Thursday, December 26, 2013

Z-Comm #3: MIA


Z-Comm #3: MIA, by Kyle Maning
No month stated, 1989  Leisure Books

If you’ve ever woken up in the middle of the night and asked yourself, “Hey, what if David Alexander had written a volume of MIA Hunter??”, then wonder no more, as this third installment of Z-Comm answers that very question. Unexpectedly though in MIA Alexander (once again posing as “Kyle Maning”) cuts back on the crazed tone of the previous two books of the series and attempts to craft a more restrained narrative.

In fact, action is sporadic for the first half of the novel, and when it does occur it lacks the OTT spirit typical of Alexander’s ‘80s work. It came to me that this is because the subject of MIA is a bit more personal to Alexander, who apparently was a soldier in Vietnam. The novel is filled with reflections on the war and its effects on the soldiers who fought in it, to the extent that Alexander’s patented action onslaught is for the most part subdued.

Already on the job in Bangkok, Z-Comm leader Logan Cage gets in a running battle with some Asian goons; after blowing a few away Cage discovers the goons have been sent here by General Quan, a drug kingpin who arranged the meeting in the first place. Quan has killed a competitor in the drug business as a sign of good faith – it was said competitor Cage was here to eliminate. And to further get in the good graces of the US, Quan provides Cage with intel on a possible MIA camp in Laos.

Cage takes the intel back to the CIA, who decides at great length to send someone in…but who? Uh, Z-Comm..the guys who brought in the intel in the first place! To be honest, this bit sort of lost me, especially when Alexander goes on to deliver the antagonist of the piece – the CIA! Yes, the organization that decides to fund this MIA rescue is in fact the same organization that’s trying to keep the existence of the MIAs under wraps.

Rather than the entire company it’s really just the Laos faction that’s apparently behind the MIA conspiracy, as the spooks are getting rich off the heroin trade, and the American POWs are used as slave labor! Bonham is the name of the Laos CIA chief, and at length it develops that he’s set up Z-Comm as they go into the jungle to first determine if the MIA camp exists, and if so, to free the POWs.
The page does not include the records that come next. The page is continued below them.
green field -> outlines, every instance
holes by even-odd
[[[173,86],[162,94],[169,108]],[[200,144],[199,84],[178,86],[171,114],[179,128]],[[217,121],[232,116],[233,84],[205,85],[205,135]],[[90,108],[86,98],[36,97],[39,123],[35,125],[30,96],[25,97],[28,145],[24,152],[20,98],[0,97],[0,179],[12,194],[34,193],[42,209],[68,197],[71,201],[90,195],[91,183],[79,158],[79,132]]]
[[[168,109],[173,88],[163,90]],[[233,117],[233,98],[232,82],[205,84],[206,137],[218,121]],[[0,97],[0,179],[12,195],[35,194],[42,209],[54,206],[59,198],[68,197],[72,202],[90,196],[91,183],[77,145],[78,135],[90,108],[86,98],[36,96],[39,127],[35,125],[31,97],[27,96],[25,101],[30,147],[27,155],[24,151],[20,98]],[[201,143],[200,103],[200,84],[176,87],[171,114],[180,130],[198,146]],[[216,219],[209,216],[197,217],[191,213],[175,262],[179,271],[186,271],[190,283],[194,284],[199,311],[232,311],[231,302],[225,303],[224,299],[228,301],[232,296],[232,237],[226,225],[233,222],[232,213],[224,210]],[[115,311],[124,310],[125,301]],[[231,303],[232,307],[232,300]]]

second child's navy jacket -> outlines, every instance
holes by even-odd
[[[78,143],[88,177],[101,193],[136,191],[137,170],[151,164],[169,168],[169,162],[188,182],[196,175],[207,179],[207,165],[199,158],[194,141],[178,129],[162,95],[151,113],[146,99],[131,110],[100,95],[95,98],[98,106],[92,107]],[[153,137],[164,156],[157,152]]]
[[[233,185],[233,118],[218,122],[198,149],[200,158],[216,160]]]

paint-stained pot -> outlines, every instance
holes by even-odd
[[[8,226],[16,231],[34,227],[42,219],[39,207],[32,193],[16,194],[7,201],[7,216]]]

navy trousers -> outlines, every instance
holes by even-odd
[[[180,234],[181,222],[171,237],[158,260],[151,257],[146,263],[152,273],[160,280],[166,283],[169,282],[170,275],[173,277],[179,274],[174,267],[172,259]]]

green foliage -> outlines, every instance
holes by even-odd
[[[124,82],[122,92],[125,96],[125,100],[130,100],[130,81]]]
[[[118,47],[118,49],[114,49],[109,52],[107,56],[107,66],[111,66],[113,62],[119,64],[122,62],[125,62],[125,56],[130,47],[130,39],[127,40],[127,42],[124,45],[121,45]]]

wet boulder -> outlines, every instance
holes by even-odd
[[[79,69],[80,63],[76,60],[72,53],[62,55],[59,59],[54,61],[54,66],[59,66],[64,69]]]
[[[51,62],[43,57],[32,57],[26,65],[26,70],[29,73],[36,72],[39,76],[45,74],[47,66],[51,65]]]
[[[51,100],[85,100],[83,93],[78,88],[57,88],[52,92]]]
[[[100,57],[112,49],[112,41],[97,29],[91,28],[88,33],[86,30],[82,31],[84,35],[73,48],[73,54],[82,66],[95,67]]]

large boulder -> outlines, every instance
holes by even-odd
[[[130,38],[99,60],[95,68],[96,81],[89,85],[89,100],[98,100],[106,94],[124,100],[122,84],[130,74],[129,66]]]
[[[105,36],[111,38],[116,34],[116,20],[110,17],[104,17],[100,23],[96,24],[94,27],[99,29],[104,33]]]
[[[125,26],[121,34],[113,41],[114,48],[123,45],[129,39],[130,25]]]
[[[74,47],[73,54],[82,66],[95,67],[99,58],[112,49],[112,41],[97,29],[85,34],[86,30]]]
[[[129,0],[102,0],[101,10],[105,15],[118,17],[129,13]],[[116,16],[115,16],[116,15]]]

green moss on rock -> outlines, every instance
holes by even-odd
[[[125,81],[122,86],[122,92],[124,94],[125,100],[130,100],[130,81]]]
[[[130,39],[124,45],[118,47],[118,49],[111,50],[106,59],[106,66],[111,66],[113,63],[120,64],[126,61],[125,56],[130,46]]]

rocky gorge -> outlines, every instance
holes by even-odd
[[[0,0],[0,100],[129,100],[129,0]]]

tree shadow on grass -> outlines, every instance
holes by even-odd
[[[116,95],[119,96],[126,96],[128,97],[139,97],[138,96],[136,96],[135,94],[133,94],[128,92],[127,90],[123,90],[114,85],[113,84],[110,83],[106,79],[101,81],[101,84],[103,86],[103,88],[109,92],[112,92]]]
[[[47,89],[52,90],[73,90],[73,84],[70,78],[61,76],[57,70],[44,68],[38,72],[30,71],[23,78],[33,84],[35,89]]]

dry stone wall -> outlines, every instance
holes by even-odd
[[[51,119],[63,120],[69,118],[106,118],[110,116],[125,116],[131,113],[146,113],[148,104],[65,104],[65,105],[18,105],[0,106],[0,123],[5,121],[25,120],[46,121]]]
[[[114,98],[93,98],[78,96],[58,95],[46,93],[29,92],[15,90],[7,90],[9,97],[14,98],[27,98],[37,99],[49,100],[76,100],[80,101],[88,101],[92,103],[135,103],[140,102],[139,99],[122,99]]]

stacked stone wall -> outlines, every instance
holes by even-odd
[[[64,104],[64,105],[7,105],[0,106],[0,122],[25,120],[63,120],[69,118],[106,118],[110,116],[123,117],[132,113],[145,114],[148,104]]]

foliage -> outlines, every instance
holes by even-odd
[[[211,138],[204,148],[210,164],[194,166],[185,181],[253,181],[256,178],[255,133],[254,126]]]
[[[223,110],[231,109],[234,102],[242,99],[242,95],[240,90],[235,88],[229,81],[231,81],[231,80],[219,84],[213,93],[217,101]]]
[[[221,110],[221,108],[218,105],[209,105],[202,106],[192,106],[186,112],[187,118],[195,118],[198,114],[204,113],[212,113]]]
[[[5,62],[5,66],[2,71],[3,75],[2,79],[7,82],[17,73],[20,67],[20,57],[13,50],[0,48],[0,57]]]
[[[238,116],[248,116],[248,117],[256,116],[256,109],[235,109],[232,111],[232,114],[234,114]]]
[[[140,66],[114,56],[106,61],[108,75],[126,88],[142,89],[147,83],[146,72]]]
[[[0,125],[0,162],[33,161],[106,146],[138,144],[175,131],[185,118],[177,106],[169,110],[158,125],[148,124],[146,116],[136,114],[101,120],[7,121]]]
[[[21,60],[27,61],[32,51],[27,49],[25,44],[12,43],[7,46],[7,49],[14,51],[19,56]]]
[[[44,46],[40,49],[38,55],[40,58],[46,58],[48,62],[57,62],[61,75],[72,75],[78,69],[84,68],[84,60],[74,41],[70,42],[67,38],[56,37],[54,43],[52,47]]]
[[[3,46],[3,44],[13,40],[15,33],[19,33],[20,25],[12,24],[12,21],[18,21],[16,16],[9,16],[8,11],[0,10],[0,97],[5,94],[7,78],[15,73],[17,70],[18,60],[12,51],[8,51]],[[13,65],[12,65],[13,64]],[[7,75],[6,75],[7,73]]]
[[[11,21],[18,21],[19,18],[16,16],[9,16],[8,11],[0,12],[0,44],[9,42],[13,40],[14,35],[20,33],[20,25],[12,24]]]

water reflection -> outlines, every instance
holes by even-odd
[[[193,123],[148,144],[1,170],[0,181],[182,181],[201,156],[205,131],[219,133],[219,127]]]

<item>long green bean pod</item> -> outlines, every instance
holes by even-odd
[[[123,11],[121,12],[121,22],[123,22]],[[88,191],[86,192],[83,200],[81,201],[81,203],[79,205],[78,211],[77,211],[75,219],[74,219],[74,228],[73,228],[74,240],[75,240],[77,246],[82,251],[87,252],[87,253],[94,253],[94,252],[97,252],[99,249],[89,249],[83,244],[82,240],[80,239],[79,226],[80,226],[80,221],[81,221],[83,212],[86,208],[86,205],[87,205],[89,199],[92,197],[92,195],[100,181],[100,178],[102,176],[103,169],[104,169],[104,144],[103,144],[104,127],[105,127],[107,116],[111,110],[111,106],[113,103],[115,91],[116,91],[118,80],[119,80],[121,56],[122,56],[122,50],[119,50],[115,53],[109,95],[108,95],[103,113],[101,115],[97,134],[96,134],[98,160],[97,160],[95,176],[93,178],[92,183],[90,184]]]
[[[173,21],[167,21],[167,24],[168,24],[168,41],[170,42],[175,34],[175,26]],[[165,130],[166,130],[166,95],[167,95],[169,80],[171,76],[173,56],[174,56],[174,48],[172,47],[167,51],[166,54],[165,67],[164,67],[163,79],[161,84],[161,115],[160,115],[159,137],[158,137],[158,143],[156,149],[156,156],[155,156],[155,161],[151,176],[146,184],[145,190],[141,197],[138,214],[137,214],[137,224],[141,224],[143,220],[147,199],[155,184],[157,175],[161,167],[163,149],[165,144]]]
The five-person Z-Comm force heads into the bush, and this time out they’re even less explored than before. I think Domino, the Smurfette of the group, gets maybe two lines of dialog. But as Alexander often reminds us, all of the team save Domino are ‘Nam vets, and thus feel as if they are “returning home” now that they’re back in the jungles of Southeast Asia. The most colorful character isn’t even in Z-Comm, a former ‘Nam pilot named Moondog who now makes his living flying contraband.

A father-son pair of Montagnard guides lead Z-Comm into Laos, taking them to the suspected camp. But of course it’s empty, and it’s all a setup, Vietnamese soldiers ambushing them. Cage is shot in the thigh and taken captive and Moondog is blown up, along with his Huey. Now Z-Comm is alone in the jungle and their leader himself has become a POW.

Alexander continues to hold off on the action blitz as Z-Comm splits into two groups, one to rescue Cage and the POWs (who are being held in the Long Dragon Prison Camp in Vietnam, under the sadistic command of Colonel Vinh), the other to commandeer a helicopter for escape. Meanwhile Cage recuperates from his wound and runs afoul of Vinh, who we learn gets off on having his American prisoners beaten.

When Alexander does deliver action scenes, they lack the crazed nature of his other books – in other words, no "vicious prick to Moby Dick" sort of stuff. That’s not to say a lot of Vietnamese soldiers don’t get shot to hell or blown up real good, and as expected Alexander doles out his customary gore, but it’s just a lot more restrained. In fact the lurid element is pretty much missing – let’s all recall the sadistic excesses of Swastika and Killpoint, with the rape-and-pillage sequence in the first and the terrorist-night-on-the-town in the second. There’s nothing remotely like that in MIA.

Instead, Alexander keeps forestalling the climatic action scene, with lots of repetitive moments of the members of Z-Comm gearing themselves up to do this or that. For example, when Bear and Domino attempt to steal a helicopter from a Vietnamese fort, we have several moments where each of them will think to themselves how the mission could quickly go to hell if either of them were to screw up or if one minor thing were to go wrong. It all just comes off like page-filling, and given the undue length of MIA I’m betting that’s exactly what it is.

And sadly after all of the stalling the climatic battle itself doesn’t deliver the OTT David Alexander action we expect. The POWs, ie the entire reason behind the novel, are given short shrift; Cage sees them while a prisoner at Long Dragon camp, but they have zip to do with the narrative, other than cursory mentions during the final battle of picking up weapons and blasting away at their former captors. Even Bonham’s comeuppance is anticlimatic, with Cage beating the CIA chief to a pulp instead of killing him in some inventive way.